Tanpa berpikir lebih jauh, dia terbang ke arah Tetua Pertama.
“Tetua Pertama telah menutup dirinya untuk tujuan belajar. Tolong jangan ganggu dia.” Tepat ketika dia memasuki wilayah Tetua Pertama, seekor burung robot yang berpatroli di udara memberi peringatan.
Garen mengerutkan kening, mundur dan terbang ke arah Penatua Ketiga.
Di hutan, kapten penjaga tua berpakaian putih berbicara dengan nada malu.
“Tetua Ketiga belum kembali dari ekspedisinya sampai sekarang. Kakak Senior, maukah kamu menunggu?”
“Ekspedisi?” Alis Garen terjalin erat. “Bagaimana dengan Penatua Kedua? Apakah kamu tahu apa yang telah terjadi?”
“Aku tahu sedikit. Sepertinya Tetua Kedua pergi dengan Tetua Ketiga bersama untuk ekspedisi,” kapten penjaga menjawab dengan cepat.
“Kebetulan sekali? Tak satu pun dari tiga tetua di sini?” Garen merasa ada yang tidak beres. “Bagaimana dengan Pengawas Agung?”
Ada banyak Pengawas Besar dan Pembangkit Listrik Tingkat Terwaris yang tinggal dalam pengasingan di markas. Karena jumlah orang-orang ini kurang dari sepuluh, setidaknya satu dari mereka seharusnya ada, bukan?
“Setidaknya setengah dari Pengawas Besar telah pergi dalam ekspedisi juga. Sisanya masih di daerah masing-masing.”
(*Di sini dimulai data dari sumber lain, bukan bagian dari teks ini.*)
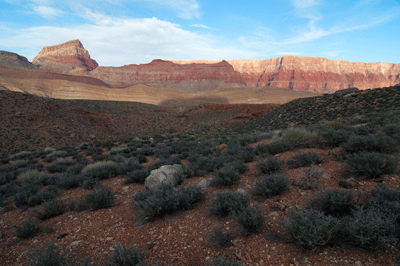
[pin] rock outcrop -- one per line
(67, 58)
(312, 73)
(160, 73)
(13, 60)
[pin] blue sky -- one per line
(119, 32)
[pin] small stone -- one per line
(273, 214)
(75, 243)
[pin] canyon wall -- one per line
(67, 58)
(313, 74)
(160, 73)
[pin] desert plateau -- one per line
(283, 161)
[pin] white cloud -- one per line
(47, 12)
(115, 42)
(200, 26)
(187, 9)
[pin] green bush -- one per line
(251, 220)
(334, 138)
(311, 228)
(226, 176)
(370, 228)
(276, 147)
(370, 143)
(51, 209)
(137, 176)
(101, 170)
(24, 155)
(220, 238)
(69, 180)
(228, 203)
(27, 230)
(29, 176)
(272, 165)
(60, 165)
(310, 178)
(302, 138)
(165, 199)
(271, 185)
(371, 164)
(100, 198)
(224, 261)
(51, 256)
(303, 159)
(333, 202)
(125, 256)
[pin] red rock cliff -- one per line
(312, 73)
(160, 73)
(68, 58)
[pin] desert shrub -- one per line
(101, 170)
(69, 180)
(129, 165)
(371, 164)
(90, 183)
(55, 155)
(224, 261)
(311, 228)
(60, 165)
(27, 230)
(165, 199)
(303, 159)
(51, 209)
(29, 176)
(271, 185)
(162, 153)
(220, 239)
(310, 178)
(333, 202)
(301, 137)
(226, 176)
(334, 138)
(93, 151)
(76, 169)
(119, 150)
(335, 125)
(101, 197)
(227, 203)
(50, 256)
(190, 196)
(251, 220)
(272, 165)
(370, 143)
(84, 146)
(276, 147)
(146, 150)
(137, 176)
(370, 228)
(122, 255)
(24, 155)
(247, 154)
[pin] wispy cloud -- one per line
(47, 12)
(200, 26)
(186, 9)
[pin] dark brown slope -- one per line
(29, 122)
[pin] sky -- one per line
(121, 32)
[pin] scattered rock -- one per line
(348, 183)
(279, 206)
(166, 173)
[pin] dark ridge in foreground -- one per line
(308, 111)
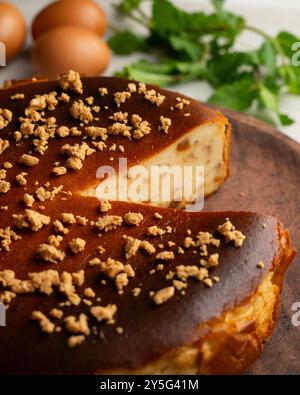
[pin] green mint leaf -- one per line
(135, 73)
(286, 41)
(127, 6)
(167, 18)
(232, 66)
(285, 120)
(269, 99)
(125, 43)
(238, 95)
(218, 5)
(184, 45)
(268, 56)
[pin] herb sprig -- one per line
(201, 46)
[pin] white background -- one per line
(270, 15)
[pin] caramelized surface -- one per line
(149, 330)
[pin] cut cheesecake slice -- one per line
(63, 132)
(116, 287)
(130, 288)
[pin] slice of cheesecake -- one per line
(64, 132)
(129, 288)
(99, 286)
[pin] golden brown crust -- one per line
(230, 344)
(149, 325)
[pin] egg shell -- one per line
(12, 30)
(84, 13)
(70, 47)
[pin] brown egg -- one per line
(70, 47)
(84, 13)
(12, 29)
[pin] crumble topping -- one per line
(29, 160)
(104, 313)
(17, 96)
(152, 96)
(59, 227)
(7, 236)
(132, 87)
(59, 170)
(4, 186)
(136, 291)
(4, 144)
(28, 200)
(80, 325)
(155, 231)
(5, 117)
(95, 132)
(81, 111)
(231, 234)
(165, 124)
(121, 97)
(75, 340)
(165, 255)
(20, 178)
(50, 253)
(31, 219)
(180, 103)
(163, 295)
(104, 206)
(77, 245)
(133, 218)
(71, 81)
(45, 324)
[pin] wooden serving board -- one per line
(265, 177)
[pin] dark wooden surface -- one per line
(265, 177)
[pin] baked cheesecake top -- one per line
(92, 285)
(116, 285)
(51, 131)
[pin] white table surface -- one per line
(270, 15)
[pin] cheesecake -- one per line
(96, 285)
(128, 288)
(73, 127)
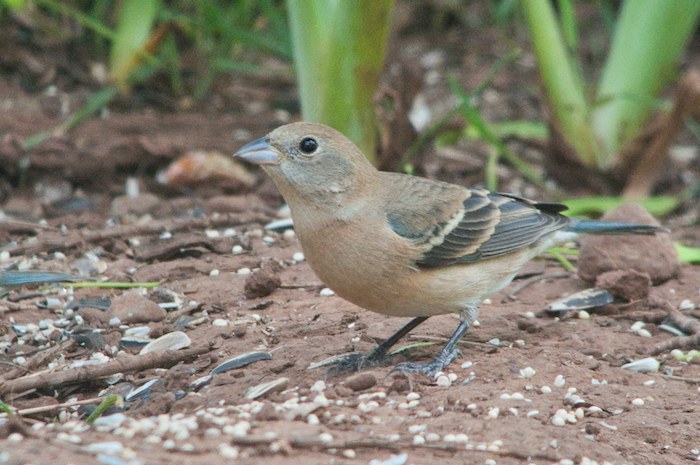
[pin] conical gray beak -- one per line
(260, 152)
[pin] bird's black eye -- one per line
(308, 145)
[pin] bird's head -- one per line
(309, 160)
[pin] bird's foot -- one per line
(431, 368)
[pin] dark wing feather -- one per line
(485, 226)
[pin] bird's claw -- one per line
(355, 362)
(429, 369)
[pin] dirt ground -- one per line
(237, 288)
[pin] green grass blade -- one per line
(562, 82)
(136, 19)
(338, 49)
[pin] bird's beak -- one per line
(260, 152)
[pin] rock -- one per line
(132, 307)
(261, 284)
(651, 254)
(361, 381)
(626, 284)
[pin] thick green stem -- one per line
(562, 83)
(648, 39)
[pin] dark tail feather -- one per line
(605, 227)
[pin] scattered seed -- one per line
(443, 381)
(559, 381)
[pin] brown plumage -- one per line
(402, 245)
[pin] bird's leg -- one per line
(354, 362)
(448, 353)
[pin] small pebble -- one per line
(443, 381)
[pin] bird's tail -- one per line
(606, 227)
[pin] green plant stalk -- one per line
(338, 49)
(108, 285)
(134, 27)
(561, 80)
(648, 39)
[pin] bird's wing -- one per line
(456, 225)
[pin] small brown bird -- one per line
(402, 245)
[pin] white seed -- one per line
(443, 381)
(414, 429)
(228, 451)
(558, 421)
(319, 386)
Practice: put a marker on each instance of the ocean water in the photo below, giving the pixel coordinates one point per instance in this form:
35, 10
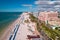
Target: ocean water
7, 17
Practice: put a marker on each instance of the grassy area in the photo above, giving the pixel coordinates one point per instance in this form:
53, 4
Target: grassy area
26, 21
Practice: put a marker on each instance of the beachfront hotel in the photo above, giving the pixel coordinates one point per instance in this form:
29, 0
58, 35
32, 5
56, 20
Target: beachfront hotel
49, 17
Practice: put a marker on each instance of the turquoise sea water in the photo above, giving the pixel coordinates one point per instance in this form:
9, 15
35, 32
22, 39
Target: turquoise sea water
7, 17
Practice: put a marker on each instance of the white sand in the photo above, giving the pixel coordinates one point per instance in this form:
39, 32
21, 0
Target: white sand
8, 30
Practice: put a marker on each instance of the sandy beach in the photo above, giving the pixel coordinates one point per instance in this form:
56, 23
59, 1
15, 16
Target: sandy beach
9, 29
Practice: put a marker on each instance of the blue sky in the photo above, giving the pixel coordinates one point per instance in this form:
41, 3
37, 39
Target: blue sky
28, 5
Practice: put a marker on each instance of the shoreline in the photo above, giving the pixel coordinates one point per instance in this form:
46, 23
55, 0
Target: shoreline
8, 30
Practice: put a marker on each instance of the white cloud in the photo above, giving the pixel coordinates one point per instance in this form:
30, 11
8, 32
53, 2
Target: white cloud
26, 5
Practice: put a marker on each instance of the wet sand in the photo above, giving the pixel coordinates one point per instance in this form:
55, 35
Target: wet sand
8, 30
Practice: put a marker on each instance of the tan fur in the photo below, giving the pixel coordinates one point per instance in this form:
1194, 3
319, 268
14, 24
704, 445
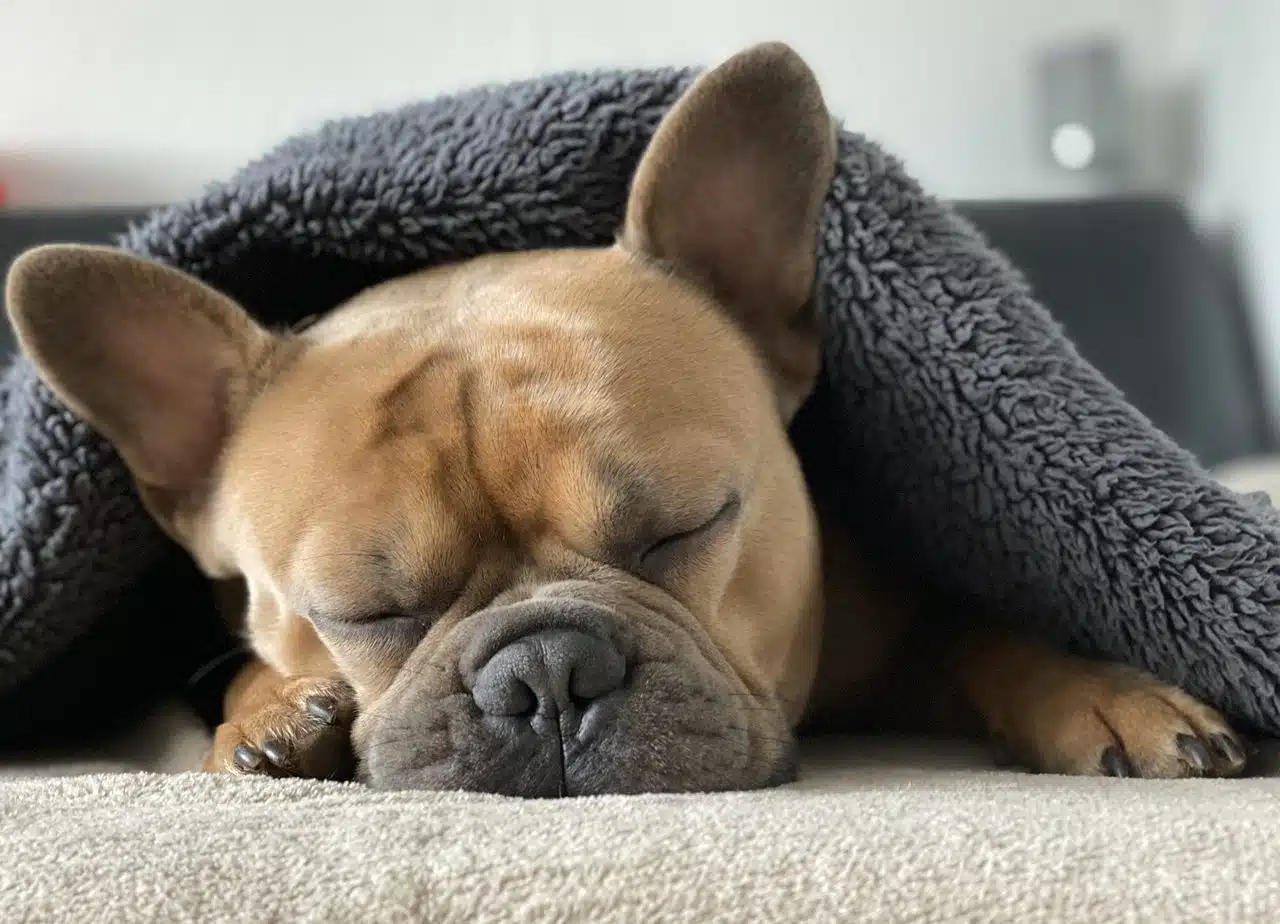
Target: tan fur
519, 425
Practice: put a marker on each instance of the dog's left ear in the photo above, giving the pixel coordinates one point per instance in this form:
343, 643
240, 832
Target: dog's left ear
728, 195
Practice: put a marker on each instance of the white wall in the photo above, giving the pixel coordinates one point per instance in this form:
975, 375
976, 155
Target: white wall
1242, 169
144, 100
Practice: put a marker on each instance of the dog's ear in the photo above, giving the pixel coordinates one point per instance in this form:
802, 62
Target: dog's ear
152, 358
728, 195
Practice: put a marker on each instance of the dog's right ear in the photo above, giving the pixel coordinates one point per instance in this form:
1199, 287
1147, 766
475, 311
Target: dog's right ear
152, 358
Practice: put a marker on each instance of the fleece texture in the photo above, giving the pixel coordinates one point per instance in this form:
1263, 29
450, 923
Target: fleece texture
952, 414
873, 832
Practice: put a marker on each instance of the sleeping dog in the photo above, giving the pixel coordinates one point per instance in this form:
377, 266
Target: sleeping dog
531, 524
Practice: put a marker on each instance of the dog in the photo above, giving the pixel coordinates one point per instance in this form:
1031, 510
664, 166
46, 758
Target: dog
531, 524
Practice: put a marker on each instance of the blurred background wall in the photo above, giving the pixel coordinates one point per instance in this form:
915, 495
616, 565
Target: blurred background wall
141, 101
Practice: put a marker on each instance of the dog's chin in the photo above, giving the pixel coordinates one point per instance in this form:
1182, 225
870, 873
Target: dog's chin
671, 728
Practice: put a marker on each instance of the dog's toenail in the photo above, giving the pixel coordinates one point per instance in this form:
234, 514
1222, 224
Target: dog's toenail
1115, 763
247, 758
1194, 751
275, 751
323, 709
1228, 748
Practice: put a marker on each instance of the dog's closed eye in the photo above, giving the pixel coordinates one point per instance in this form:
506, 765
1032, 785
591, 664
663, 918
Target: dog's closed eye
679, 540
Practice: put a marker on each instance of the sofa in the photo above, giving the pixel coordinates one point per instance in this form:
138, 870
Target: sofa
100, 822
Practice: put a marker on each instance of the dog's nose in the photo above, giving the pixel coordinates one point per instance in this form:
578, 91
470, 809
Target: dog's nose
549, 673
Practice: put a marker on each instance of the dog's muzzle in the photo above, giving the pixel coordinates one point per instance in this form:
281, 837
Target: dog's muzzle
561, 696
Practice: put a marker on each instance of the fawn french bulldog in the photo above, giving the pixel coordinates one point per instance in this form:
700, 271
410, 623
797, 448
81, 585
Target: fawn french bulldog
531, 524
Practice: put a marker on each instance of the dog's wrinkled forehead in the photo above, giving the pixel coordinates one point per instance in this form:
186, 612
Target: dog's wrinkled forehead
549, 398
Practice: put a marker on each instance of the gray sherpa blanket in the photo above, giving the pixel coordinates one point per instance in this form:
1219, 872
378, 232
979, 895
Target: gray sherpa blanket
952, 411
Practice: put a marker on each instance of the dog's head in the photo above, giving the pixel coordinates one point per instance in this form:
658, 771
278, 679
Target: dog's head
539, 509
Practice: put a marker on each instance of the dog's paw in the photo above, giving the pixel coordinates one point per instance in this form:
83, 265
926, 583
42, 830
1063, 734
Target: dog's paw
1105, 719
304, 731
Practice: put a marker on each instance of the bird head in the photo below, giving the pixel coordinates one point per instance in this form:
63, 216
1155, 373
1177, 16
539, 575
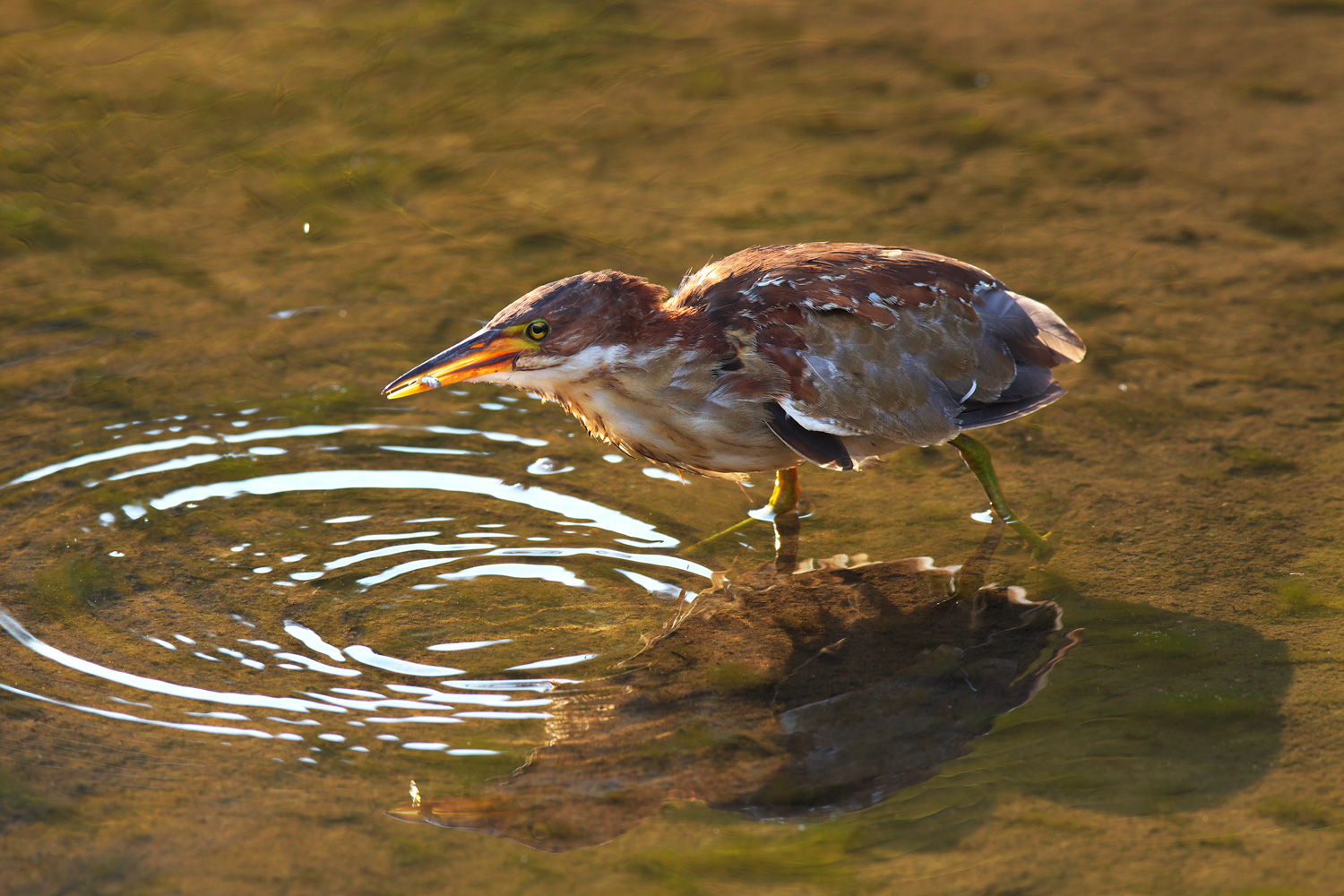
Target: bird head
543, 330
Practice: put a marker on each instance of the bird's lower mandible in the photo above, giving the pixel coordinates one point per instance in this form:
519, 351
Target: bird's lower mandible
830, 354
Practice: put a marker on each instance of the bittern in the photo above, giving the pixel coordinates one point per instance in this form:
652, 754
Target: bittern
833, 354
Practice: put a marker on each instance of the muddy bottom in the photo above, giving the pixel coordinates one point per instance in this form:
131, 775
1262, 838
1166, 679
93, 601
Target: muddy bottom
266, 632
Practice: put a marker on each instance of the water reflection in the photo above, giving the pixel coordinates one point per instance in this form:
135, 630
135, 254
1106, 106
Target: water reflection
94, 632
780, 694
827, 689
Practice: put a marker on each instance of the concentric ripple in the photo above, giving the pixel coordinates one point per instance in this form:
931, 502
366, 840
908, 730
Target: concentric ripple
319, 591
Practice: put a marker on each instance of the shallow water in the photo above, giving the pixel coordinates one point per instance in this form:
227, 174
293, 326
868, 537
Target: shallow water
266, 632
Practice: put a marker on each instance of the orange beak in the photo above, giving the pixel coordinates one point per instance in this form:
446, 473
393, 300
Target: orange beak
486, 352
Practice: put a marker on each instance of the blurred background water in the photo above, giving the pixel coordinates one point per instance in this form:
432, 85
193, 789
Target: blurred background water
246, 602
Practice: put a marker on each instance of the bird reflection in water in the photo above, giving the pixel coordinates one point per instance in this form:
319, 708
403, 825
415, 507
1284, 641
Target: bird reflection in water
796, 691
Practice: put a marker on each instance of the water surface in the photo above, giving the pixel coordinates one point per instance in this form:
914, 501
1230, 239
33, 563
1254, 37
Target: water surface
246, 602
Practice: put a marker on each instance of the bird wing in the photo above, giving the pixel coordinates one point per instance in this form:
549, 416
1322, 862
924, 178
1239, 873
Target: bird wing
890, 343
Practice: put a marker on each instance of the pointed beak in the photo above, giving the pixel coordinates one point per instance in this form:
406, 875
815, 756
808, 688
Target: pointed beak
484, 352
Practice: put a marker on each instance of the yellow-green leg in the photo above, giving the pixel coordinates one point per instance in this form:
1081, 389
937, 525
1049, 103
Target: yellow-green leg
782, 500
978, 458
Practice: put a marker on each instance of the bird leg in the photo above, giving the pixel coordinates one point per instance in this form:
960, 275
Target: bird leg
782, 500
785, 495
978, 458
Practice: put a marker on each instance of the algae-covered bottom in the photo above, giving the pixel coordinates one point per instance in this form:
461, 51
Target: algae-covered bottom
246, 602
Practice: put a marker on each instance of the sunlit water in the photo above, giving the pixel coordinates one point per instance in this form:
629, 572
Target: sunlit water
246, 602
319, 516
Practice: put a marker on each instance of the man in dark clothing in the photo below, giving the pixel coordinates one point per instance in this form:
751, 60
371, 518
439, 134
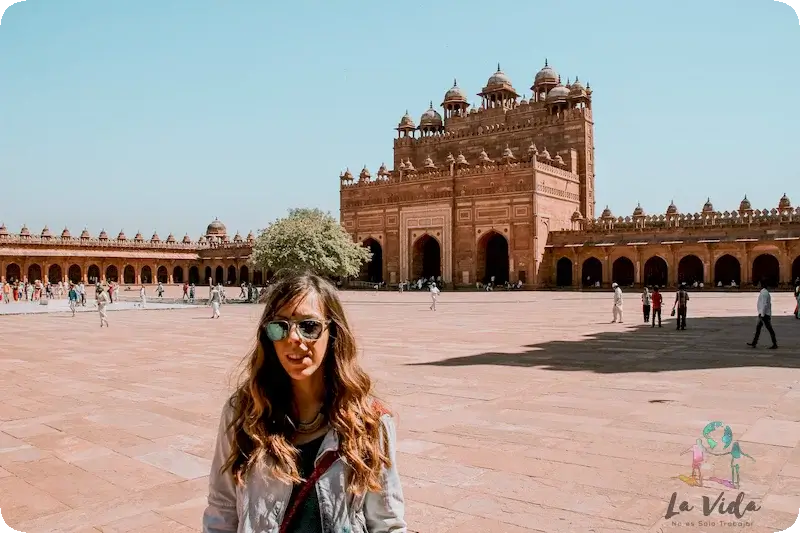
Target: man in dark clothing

“Begitu. Kamu bisa turun sekarang,” Garen mengangguk. Kartago juga pergi melakukan ekspedisi untuk menghadiri beberapa upacara. Jelas bahwa tujuan utamanya adalah untuk mengusir dirinya sendiri juga.
“Mungkinkah mereka akan melawan master Guardian sekarang?” Hatinya bergetar ketika dia membuat asumsi ini.
Pada saat ini, dia merasakan luka bakar eksplosif yang tiba-tiba menyebar ke seluruh bagian dalam tubuhnya. Itu menyerupai bom yang meledak dengan kecepatan yang sangat menakutkan.
“Itu adalah mutiara hitam yang aku makan tadi !!” Garen teringat mutiara yang diberikan Kartago sebelumnya. Dia tidak pernah menyangka bahwa itu hanya akan menampilkan efeknya sekarang.
Dia tersandung beberapa langkah mundur, wajahnya berubah menjadi hijau dan pucat. Tubuhnya tampak seperti minyak bumi yang terbakar, langsung terbakar.
“Apakah itu mulai membuat cerukan pada potensi saya sekarang ?!” Dia menekan api dengan kuat dan berbalik untuk terbang ke arah Frost Hell. Qi di sekitar tubuhnya tampak seolah-olah telah mengeras dan bergegas ke atas dengan gila. Dia baru saja mencapai Qi Tingkat Tidak-jatuh sebelum mulai berkembang secara tiba-tiba.
Tangisan, jeritan menyakitkan, dan teriakan orang yang tak terhitung jumlahnya bergema di samping telinganya seperti fonisme. Penglihatan Garen mulai kabur, telinganya menjadi tuli.
“Ini benar-benar bukan tubuh manusia yang buruk…” Di tengah kebingungannya, dia sepertinya mendengar suara dingin. “Kartago benar-benar bermasalah dengan dirinya sendiri untuk benar-benar mempersiapkan tubuh manusia sebaik itu untukku…”
Ledakan!!
Suara gemuruh terdengar di langit yang cerah. Tubuh Garen tiba-tiba menegang saat terbang melewati ketinggian. Dia berhenti di udara.
Qi yang tidak dikenal dan menakutkan menguncinya dengan kuat.
Seorang kurcaci berwarna putih yang hanya seukuran anak kecil muncul perlahan di belakang Garen. Kurcaci itu mengenakan baju pelindung teknologi putih dengan garis ungu; dua tanduk yang menyerupai tanduk sapi tumbuh dari atas kepalanya.
Mata dan bibir kurcaci ini berwarna ungu tua. Ada senyuman jahat dan kejam di wajahnya sementara hal yang paling aneh tentang itu adalah hanya memiliki tiga jari di kedua tangan dan kakinya.
Mengangkat tangan kanannya, kurcaci itu menggunakan tiga jarinya yang tebal untuk mencakar bagian belakang kepala Garen dengan lembut.
Seketika, seluruh tubuhnya meleleh menjadi selubung asap putih dan terbang menuju bagian belakang kepala Garen yang menggali ke dalam dengan cepat.
“Pendahuluan dimulai! Hehehehe…” Itu melengking, tawa menakutkan bergema di seluruh ketinggian tanpa henti. Namun, tidak ada orang lain yang bisa mendengarnya selain Garen.